Publié le 28/09/2006 - Dernière mise à jour le 09/06/2017

Qu’est-ce que les TMS ?

Les troubles musculo-squelettiques (TMS) recouvrent un large ensemble d'affections de l'appareil locomoteur, qui se traduisent principalement par des douleurs et une gêne fonctionnelle plus ou moins importantes mais souvent quotidiennes. Nombreuses sont les structures qui peuvent être atteintes : tendons et gaines tendineuses, muscles, nerfs, ligaments, capsules articulaires et bourses séreuses, vaisseaux. Parmi les TMS les plus fréquents, on peut citer les lombalgies (douleurs au niveau du bas du dos), les cervicalgies (douleurs au niveau du cou), le syndrome du canal carpien au poignet, le syndrome de la coiffe des rotateurs à l'épaule, l'épicondylite latérale au coude. Moins fréquents, les TMS des membres inférieurs surviennent également. Le plus connu est l’hygroma du genou.  

S'il existe des facteurs de risque individuels (l’avancée en âge, le diabète, l’obésité, l’insuffisance thyroïdienne, un rhumatisme inflammatoire…), le rôle des facteurs professionnels dans leur survenue n'est plus à démontrer. Les TMS sont des pathologies plurifactorielles, c'est-à-dire des affections aux causes diverses et souvent multiples. Ces troubles peuvent parfois apparaître sans que le travail soit en cause, par exemple dans le cas de certaines maladies ou au cours de la grossesse, ou encore à la suite d'activités extra-professionnelles, mais il s'agit avant tout d'un problème très répandu de morbidité liée au travail.

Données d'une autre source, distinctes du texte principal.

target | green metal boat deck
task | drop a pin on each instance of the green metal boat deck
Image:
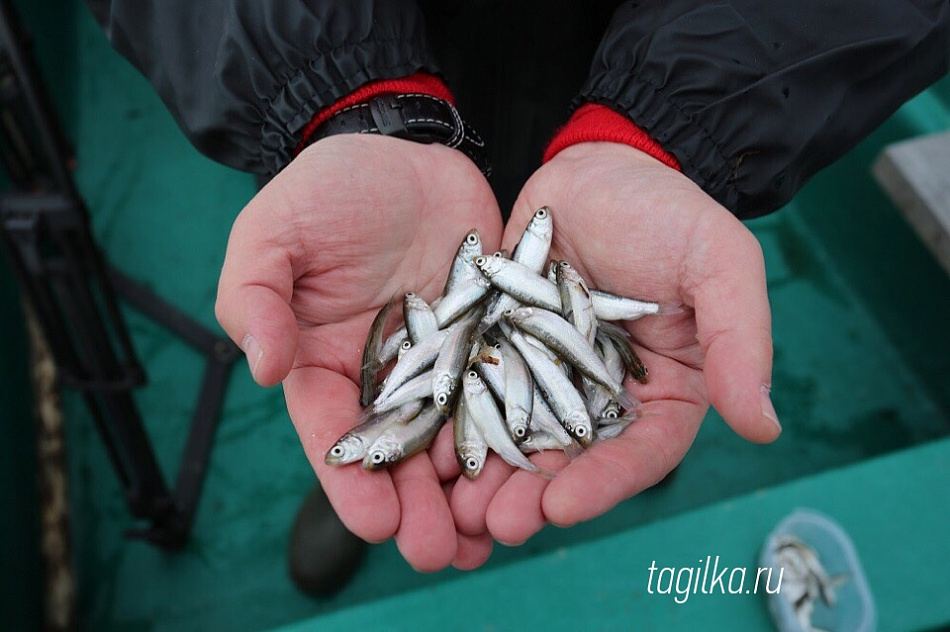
(861, 324)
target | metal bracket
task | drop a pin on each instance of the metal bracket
(44, 227)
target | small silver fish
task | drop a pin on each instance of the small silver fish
(372, 351)
(399, 441)
(353, 445)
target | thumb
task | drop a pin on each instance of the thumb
(253, 303)
(734, 329)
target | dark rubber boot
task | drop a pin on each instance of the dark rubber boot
(322, 555)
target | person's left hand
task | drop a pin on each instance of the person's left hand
(635, 227)
(352, 222)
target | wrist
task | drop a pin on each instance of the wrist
(593, 122)
(418, 108)
(419, 83)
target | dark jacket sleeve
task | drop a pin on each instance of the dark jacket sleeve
(753, 97)
(242, 77)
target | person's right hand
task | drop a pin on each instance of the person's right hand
(352, 222)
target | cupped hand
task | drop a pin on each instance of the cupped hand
(352, 222)
(633, 226)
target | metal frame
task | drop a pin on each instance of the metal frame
(45, 229)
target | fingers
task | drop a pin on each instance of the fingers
(733, 323)
(472, 551)
(253, 302)
(426, 536)
(515, 513)
(470, 499)
(612, 471)
(323, 405)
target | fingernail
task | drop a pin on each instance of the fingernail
(768, 409)
(253, 352)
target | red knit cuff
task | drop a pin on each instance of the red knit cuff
(419, 83)
(594, 122)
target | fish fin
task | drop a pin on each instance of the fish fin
(573, 449)
(667, 309)
(546, 473)
(627, 401)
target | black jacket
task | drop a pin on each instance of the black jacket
(752, 96)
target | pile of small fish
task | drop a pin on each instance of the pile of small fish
(519, 351)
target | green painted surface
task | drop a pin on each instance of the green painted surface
(606, 584)
(859, 308)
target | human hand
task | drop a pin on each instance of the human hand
(352, 222)
(633, 226)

Les TMS, première cause d'indemnisation pour maladie professionnelle

Les TMS représentent de loin la première cause de maladies professionnelles indemnisées. Les prémices de cette "épidémie" se sont annoncées en France au début des années 1990 avec l'augmentation régulière des maladies professionnelles indemnisées tant au régime général de Sécurité sociale qu'au régime agricole. En 2015, les TMS des membres et les lombalgies représentaient 87 % des maladies professionnelles reconnues par le régime général avec 44 349 cas. Le tableau 57 du régime général de sécurité sociale ("affections péri-articulaires provoquées par certains gestes et postures") représente actuellement à lui-seul plus des 3/4 des maladies professionnelles reconnues.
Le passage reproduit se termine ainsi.